Some law enforcement and intelligence agencies across the world are experimenting with artificial intelligence to identify people using voice recordings and big data. But what if there’s no match? AI systems can still provide valuable input. For instance, researchers at MIT have demonstrated a novel machine-learning algorithm that can synthesize a person’s portrait based solely on a short audio recording of their voice.
Researchers at MIT’S Computer Science and Artificial Intelligence Laboratory (CSAIL) first trained their deep neural network by feeding it millions of videos scraped from YouTube showing people speaking in front of the camera. This huge swath of data trained the AI to correlate certain sound characteristics with facial features corresponding to age, gender, or ethnicity.
Throughout this process, there was no human intervention apart from the initial task of correlating voice and facial features. The AI learned all of this by itself with no external supervision, not even the labeling of subsets of data.
To test the system, the researchers designed a face decoder that reconstructs a speaker’s face from a still frame, regardless of its lighting or pose. This digital reconstruction was then compared to synthesized portraits solely from a speaker’s voice, with striking results that you can see in these images.
The synthesized faces are generic, meaning the produced images are not of specific individuals as those produced by the decoder. Nevertheless, they still manage to capture the basic facial features of a speaker such as skin color, gender, and age. The longer the voice recordings were, the more accurate the synthesized portrait proved to be.
But there were also plenty of mismatches.
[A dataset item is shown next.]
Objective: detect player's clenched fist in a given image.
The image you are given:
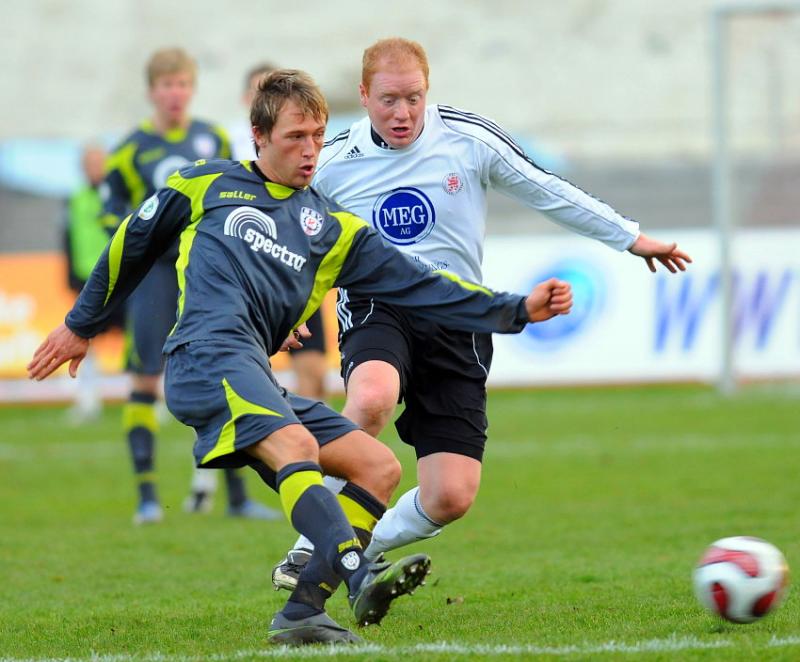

High-pitched voices were often identified as female, even in cases when they came from males, such as young boys. Asian men who spoke in American English had portraits resembling white males, but this did not happen when the Asian voice spoke in Chinese.
The AI may remind some of their racist uncle, and the researchers are aware of these biases and are looking to overcome these limitations. Improving the system’s accuracy is a matter of providing more training data that is representative of the general population.
Until these limitations are addressed, real-world applications of this AI system should be treated with care. One possible use could be to make interactions between humans and machines more appealing. Machine-generated voices used by home devices and virtual assistants could now be given an appropriate face. Law enforcement could use this neural network to generate a portrait of a suspect when the only evidence is a voice recording. However, any government use will be sure to be met with criticism surrounding privacy and ethics.
“We believe that generating faces, as opposed to predicting specific attributes, may provide a more comprehensive view of voice face correlations and can open up new research opportunities and applications,” the MIT authors wrote in the description of their project called Speech2Face.